Various “re-opening tax credit” bills introduced to date differ in terms of the size of the incentive they would offer, and the kinds of safety-related expenses they would cover. (The Hill, July 16) These bills include:

  • The Clean Start: Back to Work Tax Credit Act (H.R. 7079) introduced by Reps. Darin LaHood (R-IL) and Stephanie Murphy (D-FL), which would provide a 50% tax credit for the costs of qualified cleaning expenses including third-party janitorial services, cleaning products, PPE, and related tools and machinery. The bill proposes a credit maximum of $250,000 per business entity, up to $25,000 per location.

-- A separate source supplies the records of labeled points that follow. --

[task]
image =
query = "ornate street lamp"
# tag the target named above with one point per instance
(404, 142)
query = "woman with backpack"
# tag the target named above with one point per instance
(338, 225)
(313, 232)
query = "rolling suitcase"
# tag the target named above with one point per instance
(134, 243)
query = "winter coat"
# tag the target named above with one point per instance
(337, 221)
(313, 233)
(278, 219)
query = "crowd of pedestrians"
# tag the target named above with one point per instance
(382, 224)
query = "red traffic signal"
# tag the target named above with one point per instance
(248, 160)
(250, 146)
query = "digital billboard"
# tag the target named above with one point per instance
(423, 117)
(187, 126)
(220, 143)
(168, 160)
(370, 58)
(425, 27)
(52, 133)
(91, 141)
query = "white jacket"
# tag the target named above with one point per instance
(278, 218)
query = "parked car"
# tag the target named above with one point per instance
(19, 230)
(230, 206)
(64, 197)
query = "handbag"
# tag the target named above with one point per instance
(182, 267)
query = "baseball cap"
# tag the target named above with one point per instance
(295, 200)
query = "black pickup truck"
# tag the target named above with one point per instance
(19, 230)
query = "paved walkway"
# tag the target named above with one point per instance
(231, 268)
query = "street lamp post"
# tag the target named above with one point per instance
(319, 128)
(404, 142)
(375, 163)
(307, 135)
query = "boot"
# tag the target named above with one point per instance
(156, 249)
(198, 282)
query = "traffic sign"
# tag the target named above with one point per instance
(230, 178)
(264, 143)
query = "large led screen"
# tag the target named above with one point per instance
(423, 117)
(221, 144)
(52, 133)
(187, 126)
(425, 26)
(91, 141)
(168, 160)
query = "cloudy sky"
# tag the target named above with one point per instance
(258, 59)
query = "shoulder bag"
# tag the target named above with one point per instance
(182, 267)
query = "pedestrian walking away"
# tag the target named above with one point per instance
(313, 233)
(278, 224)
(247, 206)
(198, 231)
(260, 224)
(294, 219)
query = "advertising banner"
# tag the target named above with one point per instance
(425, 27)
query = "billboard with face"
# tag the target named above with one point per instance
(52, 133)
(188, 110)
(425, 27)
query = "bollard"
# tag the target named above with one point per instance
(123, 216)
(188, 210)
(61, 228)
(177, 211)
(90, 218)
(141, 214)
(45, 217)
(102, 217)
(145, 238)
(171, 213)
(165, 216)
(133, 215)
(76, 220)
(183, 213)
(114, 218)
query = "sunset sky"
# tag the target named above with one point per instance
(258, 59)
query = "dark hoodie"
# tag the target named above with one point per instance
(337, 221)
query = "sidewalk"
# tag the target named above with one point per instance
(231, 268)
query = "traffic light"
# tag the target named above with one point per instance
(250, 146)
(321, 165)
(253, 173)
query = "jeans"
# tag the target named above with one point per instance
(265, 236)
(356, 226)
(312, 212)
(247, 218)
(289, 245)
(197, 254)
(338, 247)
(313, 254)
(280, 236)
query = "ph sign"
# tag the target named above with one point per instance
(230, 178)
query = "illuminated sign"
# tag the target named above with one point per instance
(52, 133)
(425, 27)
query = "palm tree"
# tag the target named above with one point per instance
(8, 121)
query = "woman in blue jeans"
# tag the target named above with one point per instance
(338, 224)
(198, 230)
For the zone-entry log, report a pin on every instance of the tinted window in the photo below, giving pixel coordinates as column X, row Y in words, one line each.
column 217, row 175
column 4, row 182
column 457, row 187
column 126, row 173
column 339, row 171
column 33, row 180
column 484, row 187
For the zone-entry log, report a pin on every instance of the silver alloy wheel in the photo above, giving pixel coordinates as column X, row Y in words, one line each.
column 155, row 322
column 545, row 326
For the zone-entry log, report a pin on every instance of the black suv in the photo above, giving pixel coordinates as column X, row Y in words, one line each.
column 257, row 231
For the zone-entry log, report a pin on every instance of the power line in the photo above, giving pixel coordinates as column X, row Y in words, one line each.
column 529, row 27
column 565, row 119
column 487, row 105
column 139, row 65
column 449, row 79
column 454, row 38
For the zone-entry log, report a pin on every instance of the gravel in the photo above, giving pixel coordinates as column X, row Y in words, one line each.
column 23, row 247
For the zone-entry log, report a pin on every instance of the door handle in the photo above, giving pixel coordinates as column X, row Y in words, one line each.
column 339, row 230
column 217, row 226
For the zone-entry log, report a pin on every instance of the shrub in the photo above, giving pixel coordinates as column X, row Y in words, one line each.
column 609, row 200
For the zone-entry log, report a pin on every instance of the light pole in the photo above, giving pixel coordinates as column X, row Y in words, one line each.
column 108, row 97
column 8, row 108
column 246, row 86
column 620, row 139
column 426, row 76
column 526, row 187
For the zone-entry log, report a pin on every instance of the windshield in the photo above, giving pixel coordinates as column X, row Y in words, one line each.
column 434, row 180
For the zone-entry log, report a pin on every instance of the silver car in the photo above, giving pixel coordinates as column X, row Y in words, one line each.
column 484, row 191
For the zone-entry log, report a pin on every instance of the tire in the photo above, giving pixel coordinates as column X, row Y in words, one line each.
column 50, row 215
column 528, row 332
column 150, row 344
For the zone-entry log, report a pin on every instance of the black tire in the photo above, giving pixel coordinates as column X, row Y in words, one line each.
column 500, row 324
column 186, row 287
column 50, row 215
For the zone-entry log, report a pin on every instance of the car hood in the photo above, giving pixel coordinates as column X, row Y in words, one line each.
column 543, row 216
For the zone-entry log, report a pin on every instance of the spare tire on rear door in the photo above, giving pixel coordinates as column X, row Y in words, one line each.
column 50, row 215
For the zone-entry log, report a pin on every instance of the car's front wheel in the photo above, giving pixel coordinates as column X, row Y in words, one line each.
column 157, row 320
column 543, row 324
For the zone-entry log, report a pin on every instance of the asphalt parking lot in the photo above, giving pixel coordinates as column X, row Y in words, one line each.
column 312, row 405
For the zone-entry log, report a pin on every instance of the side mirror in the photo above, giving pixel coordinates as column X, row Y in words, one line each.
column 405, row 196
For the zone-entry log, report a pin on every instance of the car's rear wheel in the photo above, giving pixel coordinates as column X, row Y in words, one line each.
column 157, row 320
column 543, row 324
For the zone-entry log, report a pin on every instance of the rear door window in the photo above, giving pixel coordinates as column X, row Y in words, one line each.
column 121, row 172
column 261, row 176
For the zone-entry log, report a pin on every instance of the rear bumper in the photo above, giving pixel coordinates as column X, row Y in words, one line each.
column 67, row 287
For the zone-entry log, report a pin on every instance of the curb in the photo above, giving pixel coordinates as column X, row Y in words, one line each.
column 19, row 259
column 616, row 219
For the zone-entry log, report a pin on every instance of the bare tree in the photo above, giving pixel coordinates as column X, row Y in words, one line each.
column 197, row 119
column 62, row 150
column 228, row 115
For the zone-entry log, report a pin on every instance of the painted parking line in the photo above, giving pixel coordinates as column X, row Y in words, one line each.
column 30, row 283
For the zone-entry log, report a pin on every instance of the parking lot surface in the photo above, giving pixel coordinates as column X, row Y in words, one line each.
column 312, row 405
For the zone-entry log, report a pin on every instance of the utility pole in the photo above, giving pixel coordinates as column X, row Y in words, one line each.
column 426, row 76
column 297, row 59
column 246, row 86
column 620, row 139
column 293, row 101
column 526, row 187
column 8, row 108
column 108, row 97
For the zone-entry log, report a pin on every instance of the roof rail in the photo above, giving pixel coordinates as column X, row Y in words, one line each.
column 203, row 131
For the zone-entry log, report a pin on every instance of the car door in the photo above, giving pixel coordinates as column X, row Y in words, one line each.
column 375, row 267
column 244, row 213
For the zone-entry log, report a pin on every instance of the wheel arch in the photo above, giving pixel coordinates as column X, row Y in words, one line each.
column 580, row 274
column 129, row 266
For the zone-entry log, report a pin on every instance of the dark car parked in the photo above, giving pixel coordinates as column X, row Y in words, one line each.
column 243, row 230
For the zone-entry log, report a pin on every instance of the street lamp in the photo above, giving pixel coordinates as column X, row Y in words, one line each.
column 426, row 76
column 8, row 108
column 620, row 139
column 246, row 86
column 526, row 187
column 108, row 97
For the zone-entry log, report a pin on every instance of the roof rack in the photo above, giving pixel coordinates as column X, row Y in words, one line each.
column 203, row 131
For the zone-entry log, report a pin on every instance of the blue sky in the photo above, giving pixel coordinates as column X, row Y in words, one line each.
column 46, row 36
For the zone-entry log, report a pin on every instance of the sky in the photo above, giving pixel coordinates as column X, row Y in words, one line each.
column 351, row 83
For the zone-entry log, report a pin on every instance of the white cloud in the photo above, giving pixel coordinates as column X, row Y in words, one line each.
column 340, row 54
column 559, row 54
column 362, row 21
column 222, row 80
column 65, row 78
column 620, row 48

  • The Healthy Workplaces Tax Credit Act introduced by Rep. Tom Rice (R-SC), would offer a refundable tax credit for 50% of business’s costs incurred for COVID-19 testing, PPE, cleaning and disinfecting, and reconfiguring work spaces to adhere to social distancing guidelines. The credit would be limited to $1,000 per employee for a business’s first 500 employees; $750 per employee for the next 500 employees; and $500 per employee for each subsequent employee. 

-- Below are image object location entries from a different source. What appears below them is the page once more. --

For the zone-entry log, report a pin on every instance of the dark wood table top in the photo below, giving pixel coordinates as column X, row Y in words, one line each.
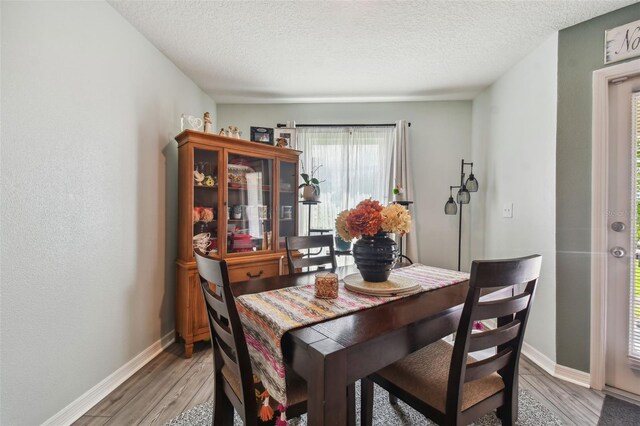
column 333, row 354
column 361, row 326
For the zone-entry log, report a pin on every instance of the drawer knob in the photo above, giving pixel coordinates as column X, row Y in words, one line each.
column 256, row 275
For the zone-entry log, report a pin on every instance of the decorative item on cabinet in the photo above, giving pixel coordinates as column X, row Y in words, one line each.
column 190, row 122
column 262, row 135
column 285, row 137
column 258, row 178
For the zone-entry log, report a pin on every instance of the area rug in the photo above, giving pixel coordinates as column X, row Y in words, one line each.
column 616, row 412
column 531, row 413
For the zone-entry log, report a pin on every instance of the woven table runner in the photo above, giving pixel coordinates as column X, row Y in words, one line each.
column 267, row 316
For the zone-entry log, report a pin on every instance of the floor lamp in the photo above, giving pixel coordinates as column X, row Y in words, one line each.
column 462, row 197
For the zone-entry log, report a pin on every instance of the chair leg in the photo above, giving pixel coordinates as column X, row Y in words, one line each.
column 351, row 404
column 508, row 413
column 222, row 409
column 366, row 402
column 393, row 400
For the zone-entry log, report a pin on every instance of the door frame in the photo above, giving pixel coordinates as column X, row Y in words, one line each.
column 599, row 185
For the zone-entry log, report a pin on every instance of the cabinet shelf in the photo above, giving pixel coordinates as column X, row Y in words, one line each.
column 265, row 188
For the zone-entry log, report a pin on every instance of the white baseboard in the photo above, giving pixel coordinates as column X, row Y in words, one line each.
column 561, row 372
column 77, row 408
column 574, row 376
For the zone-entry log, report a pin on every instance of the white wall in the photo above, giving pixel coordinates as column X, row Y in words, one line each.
column 514, row 144
column 89, row 194
column 440, row 135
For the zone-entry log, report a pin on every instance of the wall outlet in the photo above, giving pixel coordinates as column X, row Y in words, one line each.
column 507, row 210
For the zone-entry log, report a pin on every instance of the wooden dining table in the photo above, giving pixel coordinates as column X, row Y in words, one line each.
column 334, row 354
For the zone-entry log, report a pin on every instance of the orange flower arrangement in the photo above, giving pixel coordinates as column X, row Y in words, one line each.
column 369, row 217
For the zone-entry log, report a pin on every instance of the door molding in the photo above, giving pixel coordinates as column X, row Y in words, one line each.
column 599, row 184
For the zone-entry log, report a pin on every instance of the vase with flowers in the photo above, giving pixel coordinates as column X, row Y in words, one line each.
column 374, row 253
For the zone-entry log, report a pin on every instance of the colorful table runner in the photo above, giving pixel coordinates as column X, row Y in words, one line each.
column 267, row 316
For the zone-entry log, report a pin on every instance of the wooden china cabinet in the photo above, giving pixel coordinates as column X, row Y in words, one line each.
column 238, row 200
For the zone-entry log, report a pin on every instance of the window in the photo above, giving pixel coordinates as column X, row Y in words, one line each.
column 354, row 164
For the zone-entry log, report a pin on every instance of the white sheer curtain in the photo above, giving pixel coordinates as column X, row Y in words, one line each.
column 402, row 175
column 356, row 164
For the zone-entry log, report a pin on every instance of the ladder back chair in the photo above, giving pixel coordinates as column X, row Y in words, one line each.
column 233, row 376
column 448, row 385
column 321, row 242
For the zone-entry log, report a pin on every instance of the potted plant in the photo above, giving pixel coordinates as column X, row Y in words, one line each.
column 398, row 193
column 311, row 185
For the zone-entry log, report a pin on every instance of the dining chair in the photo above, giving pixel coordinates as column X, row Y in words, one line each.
column 233, row 376
column 317, row 242
column 445, row 383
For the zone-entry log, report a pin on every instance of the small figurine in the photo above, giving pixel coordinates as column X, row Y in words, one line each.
column 207, row 123
column 198, row 177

  • Similar measures include a small business “workplace safety” tax credit (S. 4178) introduced by Sens. Kyrsten Sinema (D-AZ) and Kevin Cramer (R-ND); the “Safe Re-Opening Tax Credit” (H.R. 7222) introduced by Rep. Jimmy Panetta (D-CA); and the “Small Business PPE Tax Credit Act” (H.R. 7216) introduced by Rep. Brenda Lawrence (D-MI).

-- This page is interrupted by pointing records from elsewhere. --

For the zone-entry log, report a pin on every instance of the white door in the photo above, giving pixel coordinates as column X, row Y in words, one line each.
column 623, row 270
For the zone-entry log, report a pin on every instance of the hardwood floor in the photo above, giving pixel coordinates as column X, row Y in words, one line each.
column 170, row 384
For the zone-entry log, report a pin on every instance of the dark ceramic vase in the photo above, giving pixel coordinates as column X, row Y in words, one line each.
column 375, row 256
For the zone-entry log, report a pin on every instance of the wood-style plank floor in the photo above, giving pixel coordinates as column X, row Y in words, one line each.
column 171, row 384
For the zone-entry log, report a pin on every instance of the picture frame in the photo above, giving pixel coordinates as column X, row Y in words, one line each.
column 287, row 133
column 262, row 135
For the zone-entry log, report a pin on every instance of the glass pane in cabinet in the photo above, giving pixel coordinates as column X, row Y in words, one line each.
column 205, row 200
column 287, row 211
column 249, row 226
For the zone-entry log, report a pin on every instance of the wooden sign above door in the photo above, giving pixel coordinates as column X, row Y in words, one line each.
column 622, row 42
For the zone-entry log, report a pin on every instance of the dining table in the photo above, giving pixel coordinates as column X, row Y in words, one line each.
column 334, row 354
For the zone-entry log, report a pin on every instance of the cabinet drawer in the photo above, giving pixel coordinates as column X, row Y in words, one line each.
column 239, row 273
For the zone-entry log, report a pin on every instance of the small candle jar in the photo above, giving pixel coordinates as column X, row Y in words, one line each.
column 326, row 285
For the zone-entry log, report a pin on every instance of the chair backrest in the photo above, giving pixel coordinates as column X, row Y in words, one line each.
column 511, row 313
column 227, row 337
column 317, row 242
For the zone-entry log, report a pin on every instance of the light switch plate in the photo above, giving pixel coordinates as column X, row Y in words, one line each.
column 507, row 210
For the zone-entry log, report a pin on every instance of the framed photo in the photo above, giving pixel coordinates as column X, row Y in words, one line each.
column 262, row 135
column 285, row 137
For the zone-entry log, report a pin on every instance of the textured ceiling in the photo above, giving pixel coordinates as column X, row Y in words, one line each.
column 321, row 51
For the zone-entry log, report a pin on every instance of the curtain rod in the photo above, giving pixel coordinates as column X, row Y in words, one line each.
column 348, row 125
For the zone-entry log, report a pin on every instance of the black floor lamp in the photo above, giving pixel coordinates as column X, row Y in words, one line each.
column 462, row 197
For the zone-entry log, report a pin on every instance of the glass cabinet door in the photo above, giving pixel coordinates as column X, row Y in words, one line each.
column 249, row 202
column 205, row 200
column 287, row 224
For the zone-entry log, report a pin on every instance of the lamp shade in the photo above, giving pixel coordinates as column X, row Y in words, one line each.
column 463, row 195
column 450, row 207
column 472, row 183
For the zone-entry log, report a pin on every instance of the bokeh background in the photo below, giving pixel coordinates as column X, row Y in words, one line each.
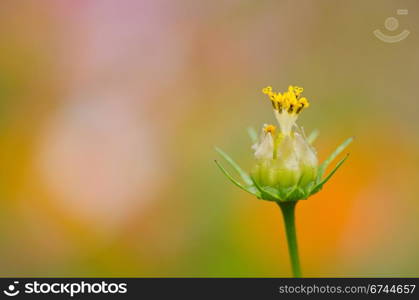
column 109, row 112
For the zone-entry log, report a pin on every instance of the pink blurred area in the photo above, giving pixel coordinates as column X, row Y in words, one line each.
column 110, row 111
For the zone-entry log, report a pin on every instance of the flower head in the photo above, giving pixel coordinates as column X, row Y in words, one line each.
column 286, row 166
column 284, row 159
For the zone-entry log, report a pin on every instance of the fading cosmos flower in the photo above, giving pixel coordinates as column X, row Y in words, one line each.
column 286, row 166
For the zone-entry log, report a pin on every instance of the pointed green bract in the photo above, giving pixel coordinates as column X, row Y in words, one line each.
column 246, row 178
column 325, row 164
column 326, row 179
column 265, row 194
column 251, row 191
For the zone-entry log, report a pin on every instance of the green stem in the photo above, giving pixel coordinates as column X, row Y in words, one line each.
column 288, row 212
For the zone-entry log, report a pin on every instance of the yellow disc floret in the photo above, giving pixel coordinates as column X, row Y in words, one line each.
column 290, row 101
column 269, row 129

The ISSA-spearheaded coalition explained in its letter that any “re-opening tax credit” should be targeted, temporary, capped, and available to business entities and non-profits regardless of size. The letter noted that such a tax credit would help protect against further COVID-19 infections and other respiratory conditions such as asthma, MRSA and influenza. 

A COVID-induced healthy workplace tax credit would be “critical to the safety of Americans as businesses re-open and workers return to their jobs. The proposal will also prepare workplaces to better deal with future emerging pathogens that we could be confronted with in the future,” the coalition letter concludes.